You might be interested in pruning neural networks. Some networks can be reduced in size by over 90% without performance loss. The lottery ticket hypothesis paper is good place to start, if you don’t already know about it of course.
I am! And the lottery ticket (LT) hypothesis is something I have thought about quite a bit. I believe the LT hypothesis and our work are related in a subtle way: in the former we build out the larger structure first and then prune, while in our approach we conservatively construct the "winning lottery" so to speak.
Another difference with the LT hypothesis is that the pruning there is very specific to neural networks.
Pruning in general is about trimming larger structures down. This is nice for using a network, but indeed doesn’t help with training it.
Lottery tickets on the other hand are configurations of weights that rival the full network in performance when both are trained from scratch, with the ticket having far fewer parameters to optimize. Pruning is only the method to find the tickets for now, but the ideal would be to have a weight init strategy that can create winning tickets in one-shot. There is work being done on this front, and also to see if winning tickets for one image classification task generalize to image classification as a whole. This would do a lot to reduce the size of networks from the start, and so far results are promising.
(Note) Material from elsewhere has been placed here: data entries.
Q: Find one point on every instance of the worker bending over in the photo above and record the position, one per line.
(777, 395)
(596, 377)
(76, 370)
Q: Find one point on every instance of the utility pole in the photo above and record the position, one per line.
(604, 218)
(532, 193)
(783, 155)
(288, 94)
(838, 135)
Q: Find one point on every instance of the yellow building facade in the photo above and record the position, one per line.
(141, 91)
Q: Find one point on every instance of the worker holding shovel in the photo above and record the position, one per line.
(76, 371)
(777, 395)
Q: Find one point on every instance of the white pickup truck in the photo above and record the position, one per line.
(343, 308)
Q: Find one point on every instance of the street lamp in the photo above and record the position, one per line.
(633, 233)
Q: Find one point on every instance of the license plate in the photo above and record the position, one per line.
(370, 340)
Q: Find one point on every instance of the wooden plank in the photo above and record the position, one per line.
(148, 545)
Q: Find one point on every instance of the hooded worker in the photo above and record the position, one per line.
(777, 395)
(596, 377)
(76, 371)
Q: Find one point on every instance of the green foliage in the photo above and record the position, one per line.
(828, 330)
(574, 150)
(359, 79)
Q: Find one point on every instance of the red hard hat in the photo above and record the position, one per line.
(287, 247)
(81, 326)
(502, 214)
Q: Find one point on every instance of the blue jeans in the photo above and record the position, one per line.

But yes, this is all very specific to neural networks. Do you have a blog or other place where you post about some of the things you’re working on? It would be nice to read about.
I haven't had time to write a blog post about this. The paper linked to in the first comment - which is [1] - present the first cut of our ideas. We have made two additional extensions beyond that, we will be submitting them to journals soon.
I am yet to release code publicly but that would take a couple of months, given the papers are my priority now - downsides of working on a PhD while having a day job :-|
To be clear I am not claiming that compact models are related to the LT hypothesis, just that I think they are and this, of course, needs to be rigorously established. For a while I would be spending time on the compact model arc (my primary interest), till I can get to investigating its connections with the LT hypothesis. In fact [1] doesn't talk about the LT hypothesis at all, instead focusing solely on compacting models in a model-agnostic manner.
https://arxiv.org/abs/1803.03635
Some pruning methods have recently been added in the latest feature release of PyTorch.